Backup of RAC instance causing interruption of service

Last post 11-12-2010, 6:57 AM by Dannie. 6 replies.
Sort Posts: Previous Next
  • Backup of RAC instance causing interruption of service
    Posted: 11-06-2010, 8:45 PM

    Hello my fellow backup admins.

    Since a couple of days, I'm having a problem which just completely baffles me.

    I have 2 machines, running 5 RAC databases. Each of those machines is running the 5 instances, so server1 is running db1instance1, db2instance1, db3instance1, db4instance1 and db5instance1, and server2 is running db1instance2, db2instance2, etc.

    These servers (or actually the RAC pseudo clients) have been running happily for months. But, since last week, a backup running on either server., is interrupting service. All databases have been configured to use only 1 data and log stream.

    When I start a backup of a single database, on 1 of the servers, the application server connecting to it complains it's lost it's connection. When starting 2 backups simultaniously, the application server just gives up and craps out completely.

    I used to start all 5 databases at once, without any problem. Something seems to be changed, but I'm unsure what.

    We looked at the obvious culprits; network load (interface and switch), CPU load, memory, SAN load, etc. but everything seems to be running within "safe" parameters.

    I therefor can only conclude it's "something" in the database, which is causing this DoS. more specificly, RMAN seems to be blocking other queries / modifications to the database.

    The errors always occur 3-4 minutes after starting the backup. It never happens during the "logs backup", but always during the "database backup", specificly, the start of it (allocate channel / backup command?). Mind you, these errors are only visible to the end user. The Oracle alert log, or log for the backup job shows nothing out of the ordinairy.

    Has any of you ever seen a RAC database refuse queries / modifications during backup, while there were ample resources available? Does anyone have any idea how to fix this, or at least, debug further?


    If it jams, force it.
    If it breaks, it needed replacing anyway.
  • Re: Backup of RAC instance causing interruption of service
    Posted: 11-08-2010, 9:28 AM
    • efg is not online.
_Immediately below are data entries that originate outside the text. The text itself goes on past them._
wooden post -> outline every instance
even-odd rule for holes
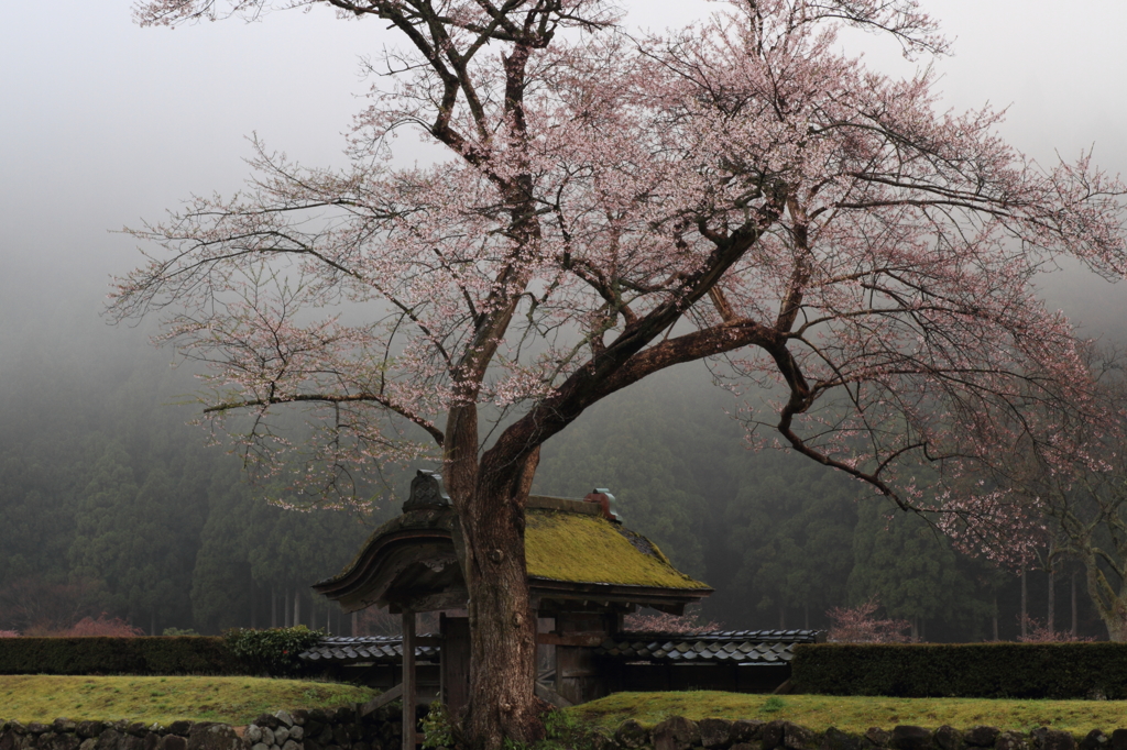
[[[403,610],[403,750],[415,750],[415,613]]]

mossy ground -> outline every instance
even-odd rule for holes
[[[627,718],[653,726],[669,716],[784,720],[815,731],[831,726],[864,732],[915,724],[968,729],[988,724],[1028,732],[1036,726],[1083,736],[1093,729],[1127,727],[1127,700],[985,700],[977,698],[872,698],[824,695],[766,696],[710,690],[616,693],[567,709],[584,723],[613,731]]]
[[[257,677],[0,676],[0,718],[97,718],[168,724],[177,720],[241,725],[278,708],[336,708],[378,690],[332,682]]]

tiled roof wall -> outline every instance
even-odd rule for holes
[[[727,662],[737,664],[782,664],[791,660],[796,643],[823,640],[819,631],[716,631],[683,633],[620,633],[606,639],[595,650],[600,657],[624,661]],[[301,658],[310,662],[399,663],[402,660],[399,636],[327,636]],[[440,646],[419,645],[415,658],[436,661]]]

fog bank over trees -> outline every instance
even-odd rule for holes
[[[940,63],[952,105],[1012,101],[1005,132],[1038,158],[1094,142],[1098,162],[1127,167],[1122,102],[1106,90],[1125,63],[1101,42],[1127,23],[1121,9],[1089,2],[1062,18],[1047,3],[929,5],[961,19],[950,21],[956,57]],[[133,241],[107,230],[192,191],[237,189],[243,136],[339,163],[339,132],[367,86],[355,51],[378,42],[358,25],[309,23],[171,34],[132,26],[127,2],[0,10],[0,60],[18,71],[0,82],[0,630],[103,610],[157,632],[284,623],[293,592],[336,572],[397,510],[267,508],[238,461],[185,425],[198,412],[178,403],[190,400],[190,372],[148,346],[151,329],[99,316],[108,277],[136,264]],[[1065,268],[1041,288],[1085,334],[1124,342],[1125,285]],[[957,554],[912,518],[889,520],[838,474],[746,450],[737,408],[702,368],[678,368],[548,443],[534,489],[610,488],[628,525],[717,589],[703,615],[728,627],[825,626],[827,608],[876,596],[928,639],[993,637],[995,619],[1000,637],[1015,637],[1013,571]],[[1056,624],[1070,627],[1072,569],[1056,580]],[[1046,577],[1027,586],[1030,614],[1045,619]],[[310,619],[308,599],[298,609],[326,622],[323,608]],[[1076,611],[1081,633],[1102,634],[1082,591]]]

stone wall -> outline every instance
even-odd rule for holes
[[[598,734],[597,750],[1127,750],[1127,730],[1110,735],[1093,730],[1080,742],[1067,732],[1047,727],[1029,733],[1002,732],[994,726],[959,731],[897,726],[850,734],[831,729],[811,732],[790,722],[730,722],[724,718],[667,718],[653,729],[628,720],[613,736]]]
[[[384,707],[356,720],[337,711],[278,711],[247,726],[172,722],[168,726],[56,718],[21,724],[0,718],[0,750],[397,750],[400,709]]]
Last active: 08-06-2020, 1:41 PM efg
    • Top 10 Contributor
    • Joined on 02-02-2010
    • CommVault Tinton Falls NJ
    • Master
    • Points 1,732

    What happens if you switch the order of the nodes in the subclient?  For instance, with a 5 node RAC iDA (Assuming that all 5 nodes are configured in the iDA), under the "Storage Device" tab of the subclient you can change which node will "host" the RMAN session.  If you select "highlight" one of the nodes in the window of the storage devices tab, you can then click on the "up/down" arrows to the right of that window to change the order of these nodes in the window.  That will dictate which node gets the RMAN session when the backup gets triggered through the commserver.  Try placing one of the other nodes at the top of the list to see if that makes a difference.  If the backups run OK after switching the nodes, then it could point to a problem with just that node. 

     

    Also you can also try running a "backup validate" of the database to see if the problem occurs when RMAN is scanning/traversing through the database for the backup, or if the problem only occurs when transferring the data to the CV back-end.  There is an option in the subclient under the "Backup Arguments" tab.  underneatht that is another tab for "options".  Near the middle of the pop up window is a check box for "validate".  This runs the rman command "backup validate" which causes RMAN to perform a "dry-run" backup which scans all the data in the DB without actualy transfering any data.  (Be sure to remove the checkbox when complete!)

    Do you run incremental backups?  If the problem does not occur during the full backup and only on the incremental, perhaps you may want to enable "block change tracking".

    http://download.oracle.com/docs/cd/B19306_01/backup.102/b14192/bkup004.htm#i1032148

     

    This will help lighten the load and increase performance when running incremental RMAN backups.

     

    Let us know how you make out.

    Ernie


    Ernst F. Graeler
    Senior Engineer III
    Development
  • Re: Backup of RAC instance causing interruption of service
    Posted: 11-10-2010, 4:32 PM

    Thank you for this insightfull and usefull reply.

    I have configured 5 seperate RAC pseudo clients for these 5 databases. However, I never noticed the arrows on the right side of the screen.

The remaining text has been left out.